Baxter, 27, realizes few men have the luxury of “casting away smart phones and e-mail,” and he acknowledges how much he needs those communication tools in his own ministry.
“It’s not the time to just throw it away, because that’s not going to work,” Baxter said. “But the idea is to use it as a tool and don’t act like it’s a means of leisure, because it’s not renewing you, it’s not refreshing. But it’s a tool, and we have to use it in the right way.”
Baxter said recent studies indicate people spend an average of 10 1/2 hours a day on their phones or computers, and he believes the average is actually much higher.
“How much time is robbed from our family, our friends and also from the Lord?” Baxter asked. “We’re not saying you have to throw everything away and move to a monastery. For the guys who are in the throes of addictions, if they maintain that period of sobriety, their lives will be altered in a clinical way. All the research shows that. The goal is just to become more available to Christ, and the rest will take care of itself.”
Rather than decry the common picture – hundreds of people robotically walking through a shopping mall searching their phones while they are walking into each other – Baxter says the obsession with devices at the expense of interpersonal communication is an indication of a fundamental truth.
“Rather than be negative and say ‘we’re all addicted,’ it’s more like maybe we’re looking for something,” Baxter said.
The program works best when a group of men – ideally five to seven – do it together as a way of accountability, Baxter said.
About 70 percent of the men who try the program are in their 20s and 30s, Baxter said, “and that really excites me a lot.”
Baxter was speaking recently to thousands at a conference in Indianapolis, and his hope was to get a few in the audience to give brief video testimonies about how Exodus 90 had influenced their lives.

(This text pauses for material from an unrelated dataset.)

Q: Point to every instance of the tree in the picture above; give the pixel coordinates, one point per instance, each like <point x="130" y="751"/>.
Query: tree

“We had a line for four hours of men who wanted to give their testimony,” Baxter said. “I met a priest who lost 100 pounds, and it changed his life. He relates to food now in a way he never has in his life. I met another young priest who was so discouraged by the crisis and what he considered the failures of church leadership, and he said he felt he needed a renewal of his priesthood. Another young man was in the throes of addiction in college and he wanted to be a FOCUS missionary, and he knew he couldn’t. He did Exodus and he broke his addictions, and he’s now a missionary.”
For Dawson, the changes in his own life have been amazing.
“I’m reading books I’ve always wanted to read, spending time with the kids that I’ve always wanted to do,” Dawson said. “I just assumed it wasn’t possible. It’s amazing how much time I spend with the kids and in prayer. I’ve had more quality conversations with family members. I don’t feel rushed. This has been such an amazing jump start in my prayer life. It got me over the hump.”